The novel takes as its background a true story. In 1845, the British sent forth an expedition to find the Northwest Passage. HMS Erebus and HMS Terror left with a combined crew of 129 men, led by Sir John Franklin and Francis Crozier. The ships disappeared, and the ensuing search lasted more than thirty years. From this Simmons weaves a page-turning tale of human hubris coming face-to-face with unforgiving nature. But 'The Terror' is much more than the story of a doomed expedition into the arctic. Simmons novel evokes the thrill of myth, that primal cave-tale feel that short-circuits literary conventions and goes to the heart of story.
The architecture of this novel is ambitious. We start long after the ships were last actually seen in Baffin Bay, with things bad and getting worse. Supplies are short, the ships are trapped and something is hunting the men. It is intelligent and inimical, but even so, other dangers are more pressing. Food is short. Scurvy is starting to take its toll. Francis Crozier is beginning to realize that nobody may survive this trip. Danger is imminent and comes from a variety of sources. Simmons then backtracks to earlier in the expedition, when Sir John Franklin's rosy assessment of their chances still makes sense. And thus begins a complex set of switchbacks that move the story to and fro, inevitably towards tragedy. But this is no simple tragedy. Simmons uses faux journals, multiple viewpoints, staggered timelines and makes them seamless. As he imagines the slow journey of HMS Terror and Erebus into oblivion, he crosscuts and invents with breathtaking skill. 'The Terror' is thrilling to read by virtue of a literary skill that is utterly transparent.

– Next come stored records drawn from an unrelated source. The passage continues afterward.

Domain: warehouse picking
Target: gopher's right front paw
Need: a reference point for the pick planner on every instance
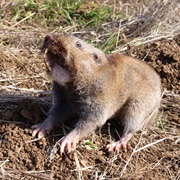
(41, 128)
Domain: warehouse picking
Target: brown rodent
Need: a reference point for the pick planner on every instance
(96, 87)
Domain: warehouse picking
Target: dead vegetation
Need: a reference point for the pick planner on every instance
(136, 28)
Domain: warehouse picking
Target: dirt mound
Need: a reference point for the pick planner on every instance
(28, 104)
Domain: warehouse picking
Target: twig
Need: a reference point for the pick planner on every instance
(23, 19)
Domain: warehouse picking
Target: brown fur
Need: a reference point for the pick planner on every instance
(98, 87)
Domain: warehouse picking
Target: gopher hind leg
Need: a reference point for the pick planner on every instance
(133, 117)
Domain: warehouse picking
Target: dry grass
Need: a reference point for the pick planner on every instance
(133, 23)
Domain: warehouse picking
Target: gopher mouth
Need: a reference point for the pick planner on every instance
(54, 59)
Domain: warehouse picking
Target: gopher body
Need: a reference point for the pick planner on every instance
(94, 87)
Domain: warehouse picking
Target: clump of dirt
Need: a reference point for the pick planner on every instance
(164, 57)
(22, 157)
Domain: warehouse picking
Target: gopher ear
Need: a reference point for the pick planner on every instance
(97, 59)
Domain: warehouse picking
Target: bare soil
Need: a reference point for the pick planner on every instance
(20, 110)
(25, 97)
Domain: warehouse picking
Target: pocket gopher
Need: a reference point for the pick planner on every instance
(96, 87)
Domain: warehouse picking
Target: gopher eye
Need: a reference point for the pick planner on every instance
(78, 45)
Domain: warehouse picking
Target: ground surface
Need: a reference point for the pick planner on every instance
(25, 97)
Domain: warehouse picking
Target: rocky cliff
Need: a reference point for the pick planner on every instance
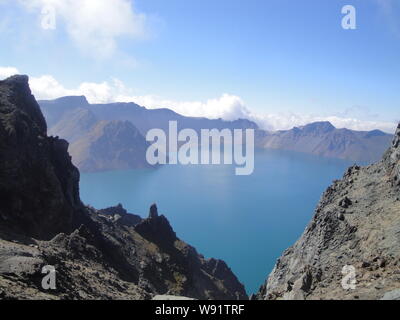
(323, 139)
(97, 254)
(351, 248)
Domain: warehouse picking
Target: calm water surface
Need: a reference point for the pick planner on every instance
(245, 220)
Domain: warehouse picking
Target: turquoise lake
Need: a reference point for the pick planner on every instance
(248, 221)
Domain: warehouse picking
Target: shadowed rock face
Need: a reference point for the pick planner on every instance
(97, 254)
(39, 186)
(356, 223)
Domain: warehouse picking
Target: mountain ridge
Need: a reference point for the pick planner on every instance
(356, 226)
(97, 254)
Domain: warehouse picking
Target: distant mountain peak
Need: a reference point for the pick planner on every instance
(76, 101)
(320, 126)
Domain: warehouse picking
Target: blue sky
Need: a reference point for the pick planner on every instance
(279, 62)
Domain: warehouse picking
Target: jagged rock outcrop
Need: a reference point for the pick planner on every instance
(39, 186)
(356, 225)
(97, 254)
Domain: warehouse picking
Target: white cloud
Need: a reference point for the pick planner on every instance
(95, 25)
(6, 72)
(227, 107)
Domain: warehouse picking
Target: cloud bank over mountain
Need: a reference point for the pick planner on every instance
(227, 106)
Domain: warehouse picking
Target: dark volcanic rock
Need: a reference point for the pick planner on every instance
(357, 224)
(39, 186)
(121, 216)
(105, 254)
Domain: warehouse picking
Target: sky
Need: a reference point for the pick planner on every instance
(281, 63)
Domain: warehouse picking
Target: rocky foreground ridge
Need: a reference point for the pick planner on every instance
(97, 254)
(356, 224)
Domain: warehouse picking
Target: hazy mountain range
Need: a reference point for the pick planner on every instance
(323, 139)
(112, 136)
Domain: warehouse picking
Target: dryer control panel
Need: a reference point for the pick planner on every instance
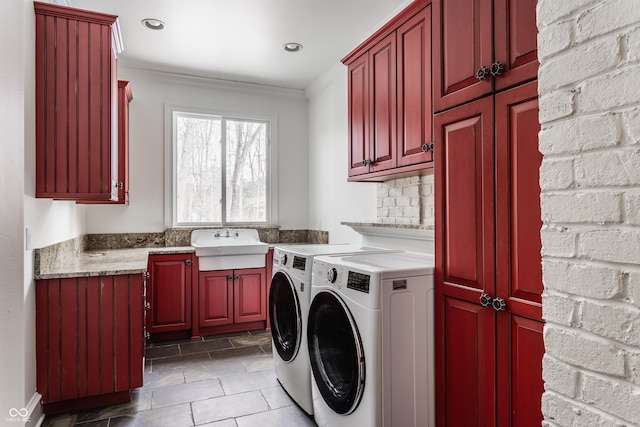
(358, 281)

Characters come to life in 'The Terror' through both third-person narrations from a variety of viewpoints and first-person faux journals. All of the characters are based on the actual men who sailed aboard Terror and Erebus. The journalist, Doctor Harry Goodsir, is a rather nebbish man, clearly in over his head as the novel begins, but who grows in an amazingly rendered arc over the course of the novel. Crozier is our main man, a bitter, competent captain who is the victim of class prejudice. As the novel begins he's a drunk who contemplates suicide when his whiskey runs out. Sir John Franklin is an inept leader who clings to his beliefs when he should long ago have abandoned them. This is a big novel, and there are many other characters beyond these, all of whom take on lives of their own. With this many characters, the peril for Simmons as a writer is nearly as great as the peril his explorers find themselves in, but he fares much better. Every man, woman and child is clearly created for the reader. You won’t need a list of the dramatis personae to keep track of everyone on board the two ships. You might need some days off when you embark on this journey, because you will not want to put the book down.
The thrills to be found in 'The Terror' are many and varied. There are superb set pieces that will etch themselves in your reading memory and become places you can go back to visit. Even though 'The Terror' is a historical novel based on lots of careful research, Simmons manages to inject a soupcon of the supernatural that actually enhances the realistic feel he creates. There are scenes of wonder, terror and the two mixed perfectly. Simmons draws on myths and magic realism to enchant the reader even while he uses the brutal facts of the arctic environment to entrap his characters.
For all the excellence you'll experience while you read the novel, your expectations for the ending might tend to be diminished. The superb set pieces, the engaging literary experimentation and complex structure are, after all, facing an imperious truth: nobody survived. The real blast of arctic air will not hit you until you turn that last page and experience Simmons' fitting finale, an ending that redeems the agonizing journey and rewards readers beyond their wildest expectations. Whatever you might think you are looking for when you began reading 'The Terror', whatever experience you seek as a reader, prepare to have those expectations dashed against a literary force as unknowable, as powerful the arctic itself — Dan Simmons.